Richelieu disparu, le roi tient toutes les promesses qu'il lui a faites ; il poursuit par lui-même la politique du cardinal[15], et, de même qu'en 1630, moribond à Lyon, il avait conseillé à Gaston, son héritier présomptif, de prendre Richelieu comme premier ministre, de même, près de mourir à Paris, il imposera à Amie d'Autriche Mazarin, le continuateur désigné par Richelieu. Cette union a donc été indissoluble ; elle a produit ses effets au-delà même du tombeau. C'est qu'elle était fondée sur une inclination mutuelle autant que sur la raison. Richelieu aimait Louis XIII par gratitude et il en était aimé parce qu'il immolait sa santé et sa vie au bien de l'État. Ils se sont livrés l'un et l'autre sans réserves. L'œuvre à accomplir valait bien cette abnégation. Ils ont choisi et atteint le but de concert. Voilà pourquoi, ayant été unis dans l'entreprise, nous avons tenu à ne pas les séparer après le succès, et, sans amoindrir le grand ministre, à remettre à sa véritable place son royal, son indispensable auxiliaire, son constant, son fidèle ami.

 

 

 



[1] Mémoires de Montglat, p. 126, col. 1.

[2] Papiers d'État et lettres de Richelieu, t. VII, p. 71.

[3] Mémoires de Monglat, p. 128, col. 1.

[4] Le P. La Barre, Vie de Fabert, t. I, p. 398.

[5] Mémoires de Montglat, p. 128, col. 2.

[6] Mémoires de Montglat, p. 129, col. 2.

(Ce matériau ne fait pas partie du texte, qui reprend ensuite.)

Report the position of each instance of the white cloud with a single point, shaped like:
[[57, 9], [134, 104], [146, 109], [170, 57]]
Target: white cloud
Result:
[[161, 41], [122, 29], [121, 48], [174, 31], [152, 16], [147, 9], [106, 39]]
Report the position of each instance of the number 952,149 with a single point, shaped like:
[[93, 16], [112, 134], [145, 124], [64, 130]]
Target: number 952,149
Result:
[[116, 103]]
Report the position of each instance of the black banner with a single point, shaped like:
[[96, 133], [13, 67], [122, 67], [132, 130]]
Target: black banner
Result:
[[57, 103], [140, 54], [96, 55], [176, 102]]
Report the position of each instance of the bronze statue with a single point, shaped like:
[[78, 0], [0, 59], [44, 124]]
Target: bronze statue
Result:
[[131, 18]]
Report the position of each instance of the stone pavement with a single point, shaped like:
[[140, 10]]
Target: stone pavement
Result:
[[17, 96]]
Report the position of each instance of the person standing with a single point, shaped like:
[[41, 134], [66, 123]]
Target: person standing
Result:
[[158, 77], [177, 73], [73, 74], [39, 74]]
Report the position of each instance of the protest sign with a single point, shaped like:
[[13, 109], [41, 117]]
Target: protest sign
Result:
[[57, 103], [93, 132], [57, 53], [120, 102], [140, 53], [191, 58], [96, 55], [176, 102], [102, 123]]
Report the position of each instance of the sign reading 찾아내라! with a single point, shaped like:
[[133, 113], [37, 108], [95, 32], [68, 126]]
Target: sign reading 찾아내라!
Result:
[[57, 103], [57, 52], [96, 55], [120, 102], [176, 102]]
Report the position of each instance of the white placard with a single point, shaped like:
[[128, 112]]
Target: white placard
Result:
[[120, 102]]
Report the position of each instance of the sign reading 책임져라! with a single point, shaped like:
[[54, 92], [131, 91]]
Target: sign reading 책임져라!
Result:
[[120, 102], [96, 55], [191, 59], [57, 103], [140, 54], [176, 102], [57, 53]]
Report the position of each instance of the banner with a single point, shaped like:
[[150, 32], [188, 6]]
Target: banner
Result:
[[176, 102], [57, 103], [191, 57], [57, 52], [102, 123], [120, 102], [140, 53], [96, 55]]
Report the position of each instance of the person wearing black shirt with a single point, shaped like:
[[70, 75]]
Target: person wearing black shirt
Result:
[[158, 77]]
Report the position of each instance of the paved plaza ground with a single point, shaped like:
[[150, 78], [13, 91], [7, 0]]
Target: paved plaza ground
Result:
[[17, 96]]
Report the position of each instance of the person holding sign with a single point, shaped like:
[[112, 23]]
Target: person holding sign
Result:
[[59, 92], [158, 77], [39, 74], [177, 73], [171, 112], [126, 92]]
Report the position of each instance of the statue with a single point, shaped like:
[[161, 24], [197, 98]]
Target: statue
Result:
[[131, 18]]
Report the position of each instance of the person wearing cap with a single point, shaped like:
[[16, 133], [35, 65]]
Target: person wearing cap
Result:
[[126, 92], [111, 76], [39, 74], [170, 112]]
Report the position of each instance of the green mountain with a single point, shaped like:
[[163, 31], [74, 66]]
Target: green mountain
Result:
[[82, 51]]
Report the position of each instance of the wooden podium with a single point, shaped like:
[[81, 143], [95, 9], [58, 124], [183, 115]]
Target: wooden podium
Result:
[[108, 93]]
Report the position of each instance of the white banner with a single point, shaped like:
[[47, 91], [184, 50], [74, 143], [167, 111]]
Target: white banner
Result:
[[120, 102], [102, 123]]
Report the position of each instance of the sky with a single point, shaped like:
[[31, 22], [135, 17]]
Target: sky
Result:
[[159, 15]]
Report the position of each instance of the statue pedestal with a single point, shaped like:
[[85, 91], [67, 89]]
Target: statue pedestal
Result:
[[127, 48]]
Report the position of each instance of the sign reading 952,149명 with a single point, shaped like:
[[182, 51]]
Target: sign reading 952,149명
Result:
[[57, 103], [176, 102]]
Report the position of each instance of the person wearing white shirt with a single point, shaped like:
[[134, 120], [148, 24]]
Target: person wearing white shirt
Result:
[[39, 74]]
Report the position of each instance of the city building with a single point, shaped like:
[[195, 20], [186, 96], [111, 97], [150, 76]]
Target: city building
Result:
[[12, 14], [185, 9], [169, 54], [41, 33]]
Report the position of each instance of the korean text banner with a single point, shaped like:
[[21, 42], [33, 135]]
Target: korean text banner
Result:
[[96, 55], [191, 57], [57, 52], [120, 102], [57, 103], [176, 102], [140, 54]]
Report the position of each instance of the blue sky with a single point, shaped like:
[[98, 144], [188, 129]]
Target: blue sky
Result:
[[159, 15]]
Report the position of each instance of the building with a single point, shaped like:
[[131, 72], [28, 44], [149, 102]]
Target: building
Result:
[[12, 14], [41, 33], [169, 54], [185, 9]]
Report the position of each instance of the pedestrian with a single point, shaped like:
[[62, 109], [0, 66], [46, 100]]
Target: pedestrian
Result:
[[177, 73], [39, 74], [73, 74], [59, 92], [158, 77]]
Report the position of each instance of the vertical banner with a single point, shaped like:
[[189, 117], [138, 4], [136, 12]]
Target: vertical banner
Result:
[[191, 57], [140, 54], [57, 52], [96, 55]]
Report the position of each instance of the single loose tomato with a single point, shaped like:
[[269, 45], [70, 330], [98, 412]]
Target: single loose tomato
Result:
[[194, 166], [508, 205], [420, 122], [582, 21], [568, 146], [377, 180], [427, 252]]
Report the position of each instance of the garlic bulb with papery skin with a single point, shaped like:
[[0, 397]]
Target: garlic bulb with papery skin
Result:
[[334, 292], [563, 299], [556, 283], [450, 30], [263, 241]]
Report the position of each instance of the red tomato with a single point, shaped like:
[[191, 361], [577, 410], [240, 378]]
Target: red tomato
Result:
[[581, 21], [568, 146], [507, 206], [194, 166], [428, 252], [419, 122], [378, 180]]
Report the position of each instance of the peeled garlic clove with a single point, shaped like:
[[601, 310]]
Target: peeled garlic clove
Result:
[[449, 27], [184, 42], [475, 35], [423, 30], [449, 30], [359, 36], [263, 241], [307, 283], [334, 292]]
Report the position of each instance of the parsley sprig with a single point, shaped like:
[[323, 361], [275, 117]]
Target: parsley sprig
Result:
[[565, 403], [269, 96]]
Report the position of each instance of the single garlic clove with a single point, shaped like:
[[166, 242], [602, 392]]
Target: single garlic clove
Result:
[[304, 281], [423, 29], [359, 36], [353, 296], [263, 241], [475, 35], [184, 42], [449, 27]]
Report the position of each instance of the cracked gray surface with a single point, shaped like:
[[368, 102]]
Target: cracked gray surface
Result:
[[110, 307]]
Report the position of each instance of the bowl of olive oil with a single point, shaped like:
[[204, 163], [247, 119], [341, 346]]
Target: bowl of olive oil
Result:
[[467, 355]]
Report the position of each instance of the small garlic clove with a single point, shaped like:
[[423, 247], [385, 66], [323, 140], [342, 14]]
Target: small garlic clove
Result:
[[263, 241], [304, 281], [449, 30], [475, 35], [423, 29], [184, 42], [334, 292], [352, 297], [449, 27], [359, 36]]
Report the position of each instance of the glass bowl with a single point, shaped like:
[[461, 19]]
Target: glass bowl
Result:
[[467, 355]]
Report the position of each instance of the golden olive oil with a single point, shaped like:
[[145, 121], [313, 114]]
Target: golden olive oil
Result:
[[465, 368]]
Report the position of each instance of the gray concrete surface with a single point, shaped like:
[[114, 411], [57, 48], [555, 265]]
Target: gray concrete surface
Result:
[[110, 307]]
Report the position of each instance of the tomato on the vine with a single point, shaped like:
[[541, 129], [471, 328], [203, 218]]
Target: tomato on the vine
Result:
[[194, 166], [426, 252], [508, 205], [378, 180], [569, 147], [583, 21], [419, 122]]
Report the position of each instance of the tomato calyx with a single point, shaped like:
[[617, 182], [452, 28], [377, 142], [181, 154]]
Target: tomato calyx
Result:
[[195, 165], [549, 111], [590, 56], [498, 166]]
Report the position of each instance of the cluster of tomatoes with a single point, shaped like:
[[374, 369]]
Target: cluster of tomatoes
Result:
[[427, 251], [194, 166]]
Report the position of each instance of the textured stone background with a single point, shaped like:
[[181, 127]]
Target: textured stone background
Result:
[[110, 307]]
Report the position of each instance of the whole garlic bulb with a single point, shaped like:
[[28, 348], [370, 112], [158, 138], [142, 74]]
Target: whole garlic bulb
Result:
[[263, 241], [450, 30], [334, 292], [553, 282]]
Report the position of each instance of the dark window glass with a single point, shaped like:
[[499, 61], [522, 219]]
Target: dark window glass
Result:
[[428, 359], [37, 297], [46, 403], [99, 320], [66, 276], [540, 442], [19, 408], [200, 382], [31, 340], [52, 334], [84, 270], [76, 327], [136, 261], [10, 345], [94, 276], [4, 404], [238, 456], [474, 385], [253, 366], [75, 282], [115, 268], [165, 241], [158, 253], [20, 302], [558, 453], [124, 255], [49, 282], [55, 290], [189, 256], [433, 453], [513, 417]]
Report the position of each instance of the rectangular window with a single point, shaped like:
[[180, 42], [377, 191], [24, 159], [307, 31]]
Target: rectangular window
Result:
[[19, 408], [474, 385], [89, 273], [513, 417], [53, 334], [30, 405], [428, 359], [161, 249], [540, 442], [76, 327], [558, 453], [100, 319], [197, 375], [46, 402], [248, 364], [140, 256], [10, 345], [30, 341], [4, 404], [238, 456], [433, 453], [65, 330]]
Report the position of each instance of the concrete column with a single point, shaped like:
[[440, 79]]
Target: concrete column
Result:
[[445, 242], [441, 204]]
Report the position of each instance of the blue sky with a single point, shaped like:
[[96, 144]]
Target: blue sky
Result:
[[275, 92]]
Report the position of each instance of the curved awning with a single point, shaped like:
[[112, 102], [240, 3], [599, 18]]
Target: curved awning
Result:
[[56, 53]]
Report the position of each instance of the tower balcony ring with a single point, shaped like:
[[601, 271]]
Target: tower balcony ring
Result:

[7] Lettre d'Henri Arnauld. Copie de la Bibliothèque nationale. Fonds français, tome 20635.

[8] Mémoires de madame de Motteville, p. 23, col. 2.

[9] Lettre de Balzac à Richelieu, du 10 mars 1624. Œuvres complètes, t. I, p. 3, édition 1665.

[10] La Bruyère, discours de réception à l'Académie française.

[11] M. Mignet, Introduction à l'histoire des négociations relatives à la succession d'Espagne, t. I, p. 43.

[12] Michelet, Histoire de France, t. XII, p. 31.

[13] Voir plus haut, chapitre premier.

[14] Œconomies royales, collection Michaud et Poujoulat, 2e série, t. III, p. 357, col. 1. Chapitre daté de 1625.

[15] Voir une lettre écrite par Louis XIII, deux jours après la mort de Richelieu, le 6 décembre 1642, au marquis de Fontenay-Mareuil, son ambassadeur à Rome. Nous publierons plus loin cette lettre importante.